Despite the development of regional trauma centers, improved emergency transport systems to reduce the total time in shock, and aggressive resuscitation treatments, trauma patient mortality and morbidity remains high. Traumatic injury is the leading cause of death in subjects <44 years of age, resulting in over 150,000 deaths annually. Severe hypovolemia due to hemorrhage is a major factor in nearly half of those deaths. Furthermore, patients who survive the initial injury are at a high risk of developing subsequent multiple organ dysfunction syndrome and sepsis with a significant rate of late mortality in the ICU. More effective patient monitoring technology would identify patients at risk to develop organ failure and guide appropriate therapy.
Current monitoring required to assess hemodynamic function is often invasive and is limited to high acuity settings. Non-invasive monitoring conducive to lower acuity settings (i.e., areas of care where invasive and cumbersome monitoring techniques cannot be practically implemented) currently provides static, unidimensional, and isolated information of questionable utility.

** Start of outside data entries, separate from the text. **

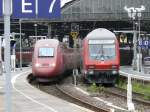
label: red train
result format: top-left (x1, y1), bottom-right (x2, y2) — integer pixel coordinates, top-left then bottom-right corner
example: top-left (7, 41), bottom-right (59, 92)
top-left (32, 39), bottom-right (80, 82)
top-left (82, 28), bottom-right (120, 84)
top-left (15, 48), bottom-right (33, 67)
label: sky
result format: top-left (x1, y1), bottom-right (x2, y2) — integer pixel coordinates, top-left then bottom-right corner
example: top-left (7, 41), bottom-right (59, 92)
top-left (61, 0), bottom-right (73, 7)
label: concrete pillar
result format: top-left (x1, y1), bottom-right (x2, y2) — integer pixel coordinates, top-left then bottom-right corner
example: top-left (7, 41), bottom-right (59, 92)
top-left (127, 74), bottom-right (135, 111)
top-left (133, 28), bottom-right (138, 70)
top-left (47, 24), bottom-right (52, 38)
top-left (11, 55), bottom-right (16, 72)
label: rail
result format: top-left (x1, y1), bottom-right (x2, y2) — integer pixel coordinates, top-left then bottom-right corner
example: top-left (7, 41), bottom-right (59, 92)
top-left (56, 84), bottom-right (110, 112)
top-left (105, 87), bottom-right (150, 106)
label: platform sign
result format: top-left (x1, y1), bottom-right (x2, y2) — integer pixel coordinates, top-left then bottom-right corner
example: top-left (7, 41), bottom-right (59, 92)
top-left (71, 32), bottom-right (78, 39)
top-left (38, 0), bottom-right (60, 18)
top-left (138, 40), bottom-right (150, 48)
top-left (12, 0), bottom-right (61, 18)
top-left (13, 0), bottom-right (36, 18)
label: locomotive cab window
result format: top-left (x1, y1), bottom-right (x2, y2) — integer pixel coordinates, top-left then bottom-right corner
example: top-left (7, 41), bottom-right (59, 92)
top-left (88, 40), bottom-right (116, 60)
top-left (38, 48), bottom-right (54, 57)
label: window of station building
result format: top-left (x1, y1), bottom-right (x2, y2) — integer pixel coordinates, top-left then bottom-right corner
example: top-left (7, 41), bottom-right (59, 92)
top-left (63, 7), bottom-right (71, 14)
top-left (72, 3), bottom-right (80, 19)
top-left (97, 0), bottom-right (103, 11)
top-left (38, 48), bottom-right (54, 57)
top-left (105, 0), bottom-right (111, 11)
top-left (80, 0), bottom-right (85, 13)
top-left (82, 0), bottom-right (92, 13)
top-left (93, 0), bottom-right (99, 13)
top-left (71, 3), bottom-right (80, 13)
top-left (115, 0), bottom-right (121, 12)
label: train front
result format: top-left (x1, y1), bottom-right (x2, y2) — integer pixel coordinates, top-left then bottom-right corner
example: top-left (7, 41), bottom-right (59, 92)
top-left (83, 28), bottom-right (120, 84)
top-left (32, 39), bottom-right (64, 81)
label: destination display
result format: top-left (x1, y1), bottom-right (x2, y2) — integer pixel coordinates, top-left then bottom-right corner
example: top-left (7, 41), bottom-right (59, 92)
top-left (88, 40), bottom-right (115, 44)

Severe shock associated with trauma is characterized by a decreased circulatory blood flow that does not meet the metabolic demands of the body. Shock is the result of a vast array of processes with different time courses, degrees of cardiovascular compensation, monitoring needs, pathophysiologies, treatments, and outcomes. However, in all cases, prolonged and unrecognized impaired tissue perfusion will cause organ injury, increased morbidity, and death. Circulatory shock occurs from any of a variety of causes, but has as its hallmark inadequate tissue perfusion such that ischemic dysfunction and organ injury inevitably develop. If tissue hypoperfusion is not reversed by intravascular fluid resuscitation and/or pharmacologic support aimed at restoring normal cardiac performance and vasomotor tone, organ failure and death occur. However, only half of the patients with cardiovascular insufficiency increase their cardiac output in response to volume loading. Thus, it is important to identify which patients are preload-responsive (i.e. they will increase their cardiac output in response to fluid resuscitation) because giving fluid resuscitation to a patient who is not preload-responsive will not improve their circulatory status and delays effective treatment. Delaying treatment results in organ injury and intravascular volume overload, which induces acute right ventricular failure (acute cor pulmonale) and pulmonary edema, both of which can compromise normal homeostatic mechanisms and induce circulatory shock and death.
The prior art has at least three major deficiencies. First, the devices available to monitor a patient's systemic stability are quite insensitive. Second, the mechanisms for monitoring such patients requires that patients are either mechanically ventilated or are in an environment in which only crude maneuvers may be implemented to perturb the cardiovascular system, such as by raising a leg or abdominal compressions. Finally, the output generated by currently available devices requires skilled care providers to interpret the output and to decide appropriate actions or treatment protocols.
Thus, there is a need for a device that can transform insensitive signals into something meaningfully related to the subject's systemic state. There is also a need for a method that can be implemented in a spontaneously breathing subject and/or avoids the inconvenience of physical maneuvers to perturb the cardiovascular system. Finally, there is a need for a device that can be used by a less skilled care provider, such as emergency response personnel, so that critically ill patients receive effective treatment quickly.